Turkish Prime Minister Ahmet Davutoğlu has visited Athens for the third High Level Strategic Council between Greece and Turkey and called for closer cooperation with Greece, Turkish daily ‘Hurriyet’ reports.
During the meeting, little reference was made to the Cyprus problem.
“The more economic dependence and interdependence increases, the less conflicts and tensions we have,” Davutoğlu (R) said, addressing the Greek-Turkish Business Forum after meeting his counterpart Antonis Samaras on 5th December.
“Turkey wants a strong Greece so that together we can strengthen the future of our two countries and our positions in Europe,” he added.
Samaras also stressed the benefits of improved economic ties.
“It is important for neighbouring countries to cultivate political stability and trust.
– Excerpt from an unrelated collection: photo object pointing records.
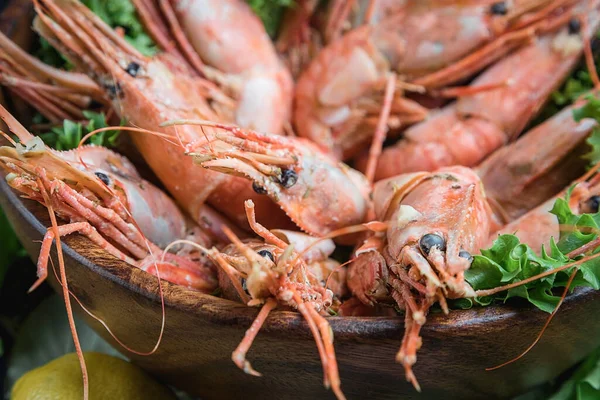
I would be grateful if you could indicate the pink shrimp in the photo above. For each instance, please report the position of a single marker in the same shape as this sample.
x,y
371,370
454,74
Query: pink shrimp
x,y
227,43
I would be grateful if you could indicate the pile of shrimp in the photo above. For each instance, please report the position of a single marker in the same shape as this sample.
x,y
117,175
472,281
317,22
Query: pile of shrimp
x,y
270,153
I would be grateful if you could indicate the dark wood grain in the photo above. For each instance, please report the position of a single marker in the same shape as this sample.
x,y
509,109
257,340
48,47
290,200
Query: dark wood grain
x,y
201,332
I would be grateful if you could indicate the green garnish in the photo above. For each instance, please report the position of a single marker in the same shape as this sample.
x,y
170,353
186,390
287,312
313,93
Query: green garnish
x,y
116,13
270,12
68,136
509,261
591,109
Then new paths of financial and commercial contacts can arise for the benefit of both nations,” he said.
Both Prime Ministers appeared to avoid the issue of the stalled Cyprus talks which resulted as a dispute over rights to hydrocarbons found offshore South Cyprus.
Turkey has voiced its opposition to the unilateral decision of South Cyprus to search for hydrocarbons offshore Cyprus before a settlement in the Cyprus negotiations is reached.
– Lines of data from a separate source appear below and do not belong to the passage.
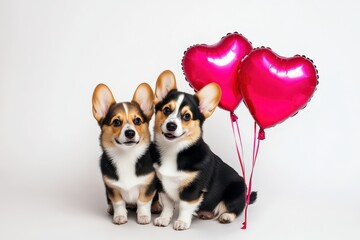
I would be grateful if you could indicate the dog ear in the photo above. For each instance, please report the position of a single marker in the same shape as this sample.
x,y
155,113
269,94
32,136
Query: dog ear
x,y
164,84
209,97
102,100
144,96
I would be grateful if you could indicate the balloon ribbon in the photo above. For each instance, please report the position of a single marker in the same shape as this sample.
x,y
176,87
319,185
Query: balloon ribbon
x,y
256,145
234,121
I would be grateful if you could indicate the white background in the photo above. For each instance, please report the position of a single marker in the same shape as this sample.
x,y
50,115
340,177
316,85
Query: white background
x,y
54,53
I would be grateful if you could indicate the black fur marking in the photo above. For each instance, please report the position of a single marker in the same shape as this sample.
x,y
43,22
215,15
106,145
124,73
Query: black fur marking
x,y
189,100
215,180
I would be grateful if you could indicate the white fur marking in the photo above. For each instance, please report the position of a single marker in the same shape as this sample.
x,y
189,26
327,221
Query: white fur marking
x,y
125,162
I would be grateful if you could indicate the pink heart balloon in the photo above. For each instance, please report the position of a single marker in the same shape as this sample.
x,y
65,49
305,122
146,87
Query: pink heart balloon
x,y
219,63
274,87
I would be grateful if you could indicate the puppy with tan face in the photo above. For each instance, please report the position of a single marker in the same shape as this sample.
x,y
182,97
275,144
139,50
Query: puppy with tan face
x,y
126,164
190,173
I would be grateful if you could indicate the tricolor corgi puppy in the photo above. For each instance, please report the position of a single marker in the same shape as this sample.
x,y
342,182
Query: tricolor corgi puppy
x,y
126,164
190,173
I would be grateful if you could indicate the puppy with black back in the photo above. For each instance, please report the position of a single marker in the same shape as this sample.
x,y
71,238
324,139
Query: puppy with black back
x,y
191,175
126,164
To make its point, Turkey eventually sent a research vessel to the area which, South Cyprus has declared as its exclusive economic zone, prompting Greek Cypriot President Nicos Anastasiades to abandon the talks.
“We do not want tension in the Aegean or the Eastern Mediterranean,” Davutoğlu said, hoping for compromise. “Let’s solve the Cyprus problem so we can exploit its energy resources together and connect the possible sources of energy with Greece through Turkey.”
One of the issues at the top of the agenda was the creation of a gas hub on the border between Turkey and Greece after Russian President Putin abandoned plans for the South Stream pipeline which was to transport gas via Bulgaria to Europe in favour of the Turkish-Greek border hub.
The Strategic Council was launched by Greece and Turkey in 2010 in order to develop confidence building measures to improve relations between both countries.
To date, the talks have produced 50 accords on immigration, disaster response, tourism, health, transport, agriculture, immigration, culture and sport, some of which were to be “re-evaluated”, the Greek Foreign Ministry stated on 3rd December.